As discussed in this column last week, the ideal way to protect investors and maintain confidence in the entire market would be to set up a system of mandatory disclosure that applies to all issuers and that subjects all market participants to a tough negligence standard.

But when faced with political reality, Congress and federal regulators will only apply a bandage to the current system.

Here's why.

First of all, not enough investors and taxpayers have been hurt by the current problems of insufficient disclosure and political influence peddling for Congress and regulators to take radical steps.

Secondly, there has not been enough publicity about problems in the market to convince rank-and-file members of Congress to repeal the Tower amendment, which prohibits the Securities and Exchange Commission from requiring registration of municipal securities and generally protects issuers from being told what to disclose. Even the slightly sensationalized cover story on munis last week in Business Week is unlikely to goad Congress to act.

The third and biggest reason for inaction will be the issuers themselves. Whatever volume of phone calls Congress gets from investors will be shouted down by calls from thousands of issuers who will argue that any form of mandatory disclosure will only drive up costs and impose a greater burden on taxpayers.

The likelihood of those calls has already had an effect.

Rep. John Dingell, D-Mich., the chairman of the House Energy and Commerce Committee, which controls securities legislation in the House, said on Aug. 5 that repealing Tower would impose "enormous" costs on issuers and "most of what needs to be done can be accomplished within the current regulatory structure."

Richard Roberts, an SEC commissioner who has become the champion of improving municipal disclosure, indicated two weeks ago that the SEC won't push for a repeal of Tower and, at best, may ask Congress to clarify that the commission has authority over municipal bond issues through its regulation of dealers.

At the same time, he said the SEC is likely to try to use its existing authority over dealers to indirectly force issuers to improve their disclosure practices.
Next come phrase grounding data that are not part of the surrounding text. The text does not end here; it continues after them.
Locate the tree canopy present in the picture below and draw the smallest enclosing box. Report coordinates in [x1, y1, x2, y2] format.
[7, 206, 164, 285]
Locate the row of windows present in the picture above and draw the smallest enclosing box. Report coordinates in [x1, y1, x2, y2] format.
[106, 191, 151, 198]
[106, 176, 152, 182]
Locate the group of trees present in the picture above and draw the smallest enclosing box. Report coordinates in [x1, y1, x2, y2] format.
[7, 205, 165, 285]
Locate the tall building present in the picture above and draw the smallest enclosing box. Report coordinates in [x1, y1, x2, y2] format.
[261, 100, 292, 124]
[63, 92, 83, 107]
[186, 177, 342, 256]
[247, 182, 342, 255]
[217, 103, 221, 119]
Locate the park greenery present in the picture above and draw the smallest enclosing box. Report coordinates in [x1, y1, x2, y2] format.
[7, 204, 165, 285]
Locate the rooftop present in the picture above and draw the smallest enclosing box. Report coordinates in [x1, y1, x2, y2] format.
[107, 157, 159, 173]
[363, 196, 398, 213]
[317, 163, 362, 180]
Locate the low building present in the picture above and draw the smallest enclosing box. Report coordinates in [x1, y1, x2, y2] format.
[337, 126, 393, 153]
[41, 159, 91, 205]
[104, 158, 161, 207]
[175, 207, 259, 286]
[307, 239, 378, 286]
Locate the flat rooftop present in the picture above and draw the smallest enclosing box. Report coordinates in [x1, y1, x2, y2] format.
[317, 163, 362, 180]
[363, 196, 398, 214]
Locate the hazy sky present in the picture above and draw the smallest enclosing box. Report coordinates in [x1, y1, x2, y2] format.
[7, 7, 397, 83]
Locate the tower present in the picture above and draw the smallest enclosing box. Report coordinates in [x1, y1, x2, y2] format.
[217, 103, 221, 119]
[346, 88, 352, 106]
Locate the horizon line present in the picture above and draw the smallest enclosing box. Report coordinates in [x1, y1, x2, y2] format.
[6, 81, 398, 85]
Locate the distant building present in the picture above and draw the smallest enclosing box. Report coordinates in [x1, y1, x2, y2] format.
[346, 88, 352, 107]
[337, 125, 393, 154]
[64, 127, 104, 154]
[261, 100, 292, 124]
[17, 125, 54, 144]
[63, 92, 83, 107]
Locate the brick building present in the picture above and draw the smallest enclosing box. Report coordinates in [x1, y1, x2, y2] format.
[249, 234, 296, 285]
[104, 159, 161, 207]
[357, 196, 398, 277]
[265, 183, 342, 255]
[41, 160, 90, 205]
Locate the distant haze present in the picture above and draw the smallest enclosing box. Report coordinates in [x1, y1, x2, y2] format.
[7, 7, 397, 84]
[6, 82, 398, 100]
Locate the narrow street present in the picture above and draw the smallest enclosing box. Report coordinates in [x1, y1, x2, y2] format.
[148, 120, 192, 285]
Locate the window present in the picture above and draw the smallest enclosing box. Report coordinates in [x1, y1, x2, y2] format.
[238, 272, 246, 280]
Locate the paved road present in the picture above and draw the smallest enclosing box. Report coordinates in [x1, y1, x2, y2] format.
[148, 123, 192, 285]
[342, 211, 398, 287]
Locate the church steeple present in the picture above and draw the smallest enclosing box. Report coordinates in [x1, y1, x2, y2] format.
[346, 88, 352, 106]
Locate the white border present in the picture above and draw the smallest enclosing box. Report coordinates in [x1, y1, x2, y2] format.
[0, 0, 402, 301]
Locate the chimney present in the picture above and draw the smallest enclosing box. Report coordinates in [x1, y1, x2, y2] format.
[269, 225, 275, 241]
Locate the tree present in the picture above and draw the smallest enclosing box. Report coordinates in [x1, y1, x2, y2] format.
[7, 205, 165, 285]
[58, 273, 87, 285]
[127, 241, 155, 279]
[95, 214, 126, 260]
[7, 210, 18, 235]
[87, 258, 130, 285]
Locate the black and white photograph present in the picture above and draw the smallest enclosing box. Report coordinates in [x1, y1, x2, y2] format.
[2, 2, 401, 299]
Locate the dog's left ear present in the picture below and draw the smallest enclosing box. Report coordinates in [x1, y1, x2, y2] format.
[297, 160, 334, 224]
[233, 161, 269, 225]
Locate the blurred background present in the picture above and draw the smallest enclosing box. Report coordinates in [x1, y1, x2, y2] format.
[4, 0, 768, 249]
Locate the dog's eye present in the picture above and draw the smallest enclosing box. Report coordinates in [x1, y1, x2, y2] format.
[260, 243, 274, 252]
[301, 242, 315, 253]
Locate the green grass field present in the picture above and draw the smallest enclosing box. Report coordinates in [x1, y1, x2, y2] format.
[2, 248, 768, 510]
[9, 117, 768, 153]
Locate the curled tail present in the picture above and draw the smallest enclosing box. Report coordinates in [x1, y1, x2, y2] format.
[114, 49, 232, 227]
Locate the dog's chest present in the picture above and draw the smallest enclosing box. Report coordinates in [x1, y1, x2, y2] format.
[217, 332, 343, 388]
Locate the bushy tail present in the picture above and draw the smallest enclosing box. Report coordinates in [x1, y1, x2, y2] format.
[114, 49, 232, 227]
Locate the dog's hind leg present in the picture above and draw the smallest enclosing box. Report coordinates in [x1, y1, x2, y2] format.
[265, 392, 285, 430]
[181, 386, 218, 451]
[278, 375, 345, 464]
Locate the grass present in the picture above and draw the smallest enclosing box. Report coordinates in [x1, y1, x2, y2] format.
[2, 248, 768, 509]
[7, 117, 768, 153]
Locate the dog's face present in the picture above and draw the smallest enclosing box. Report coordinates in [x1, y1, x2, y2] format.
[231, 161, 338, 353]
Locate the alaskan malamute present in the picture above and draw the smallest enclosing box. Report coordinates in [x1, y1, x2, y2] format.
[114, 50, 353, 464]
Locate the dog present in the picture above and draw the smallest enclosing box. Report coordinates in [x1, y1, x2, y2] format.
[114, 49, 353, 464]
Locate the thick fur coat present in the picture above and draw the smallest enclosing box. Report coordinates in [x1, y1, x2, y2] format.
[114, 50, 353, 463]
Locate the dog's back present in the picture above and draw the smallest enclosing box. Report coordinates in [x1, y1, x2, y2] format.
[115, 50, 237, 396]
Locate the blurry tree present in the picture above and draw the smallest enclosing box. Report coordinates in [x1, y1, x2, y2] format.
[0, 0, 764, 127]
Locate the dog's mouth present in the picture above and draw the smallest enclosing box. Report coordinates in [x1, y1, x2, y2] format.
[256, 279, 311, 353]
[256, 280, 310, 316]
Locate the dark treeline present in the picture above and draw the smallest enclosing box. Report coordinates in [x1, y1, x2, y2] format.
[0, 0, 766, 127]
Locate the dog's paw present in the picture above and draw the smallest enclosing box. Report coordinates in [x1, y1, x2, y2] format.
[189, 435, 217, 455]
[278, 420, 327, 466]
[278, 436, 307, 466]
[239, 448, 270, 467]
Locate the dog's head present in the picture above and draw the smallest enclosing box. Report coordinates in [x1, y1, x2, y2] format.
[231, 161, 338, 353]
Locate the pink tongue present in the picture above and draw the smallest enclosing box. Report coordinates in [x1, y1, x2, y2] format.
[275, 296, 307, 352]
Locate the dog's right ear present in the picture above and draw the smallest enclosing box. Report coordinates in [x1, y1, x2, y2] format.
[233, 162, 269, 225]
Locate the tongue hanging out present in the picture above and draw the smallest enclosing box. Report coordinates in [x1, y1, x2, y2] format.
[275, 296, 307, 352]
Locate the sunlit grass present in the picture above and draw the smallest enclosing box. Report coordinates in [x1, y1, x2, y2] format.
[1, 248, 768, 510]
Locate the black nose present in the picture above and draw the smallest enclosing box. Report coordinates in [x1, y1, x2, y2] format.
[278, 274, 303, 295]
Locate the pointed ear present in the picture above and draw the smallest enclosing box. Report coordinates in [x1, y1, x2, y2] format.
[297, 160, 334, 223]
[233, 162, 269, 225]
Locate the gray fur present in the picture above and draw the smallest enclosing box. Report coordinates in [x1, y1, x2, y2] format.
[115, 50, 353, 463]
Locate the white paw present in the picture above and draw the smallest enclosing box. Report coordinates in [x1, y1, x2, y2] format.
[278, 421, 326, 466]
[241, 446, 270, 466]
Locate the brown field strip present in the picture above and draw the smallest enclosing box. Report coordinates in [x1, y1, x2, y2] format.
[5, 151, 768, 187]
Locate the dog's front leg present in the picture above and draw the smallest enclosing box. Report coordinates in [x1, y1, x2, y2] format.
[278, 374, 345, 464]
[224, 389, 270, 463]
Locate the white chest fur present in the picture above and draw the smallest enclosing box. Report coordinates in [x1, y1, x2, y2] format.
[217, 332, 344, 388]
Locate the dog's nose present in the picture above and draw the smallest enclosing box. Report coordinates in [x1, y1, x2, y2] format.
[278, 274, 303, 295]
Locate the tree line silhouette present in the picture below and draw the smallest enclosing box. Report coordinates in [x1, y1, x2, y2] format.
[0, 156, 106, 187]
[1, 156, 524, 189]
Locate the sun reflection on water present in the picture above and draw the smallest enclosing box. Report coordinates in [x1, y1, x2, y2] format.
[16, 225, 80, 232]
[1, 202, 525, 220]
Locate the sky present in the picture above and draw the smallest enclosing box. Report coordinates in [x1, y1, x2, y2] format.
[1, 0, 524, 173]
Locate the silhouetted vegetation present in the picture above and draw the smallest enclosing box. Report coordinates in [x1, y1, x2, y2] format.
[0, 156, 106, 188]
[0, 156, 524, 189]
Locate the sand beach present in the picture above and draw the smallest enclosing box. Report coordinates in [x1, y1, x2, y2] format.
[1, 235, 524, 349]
The commission would prohibit dealers from selling bonds to investors if they don't have current financial information about an issuer.

Meanwhile, the SEC and Congress are unlikely to try to do anything about political contributions and probably will stop at backing the Municipal Securities Rulemaking Board's proposals to control dealers' contributions to bond issuers.

In the end, the SEC, through the MSRB, is likely to tighten the regulation of dealers a little more and require them to do the job of forcing issuers to improve their disclosure.

Beyond that, probably not much will be done.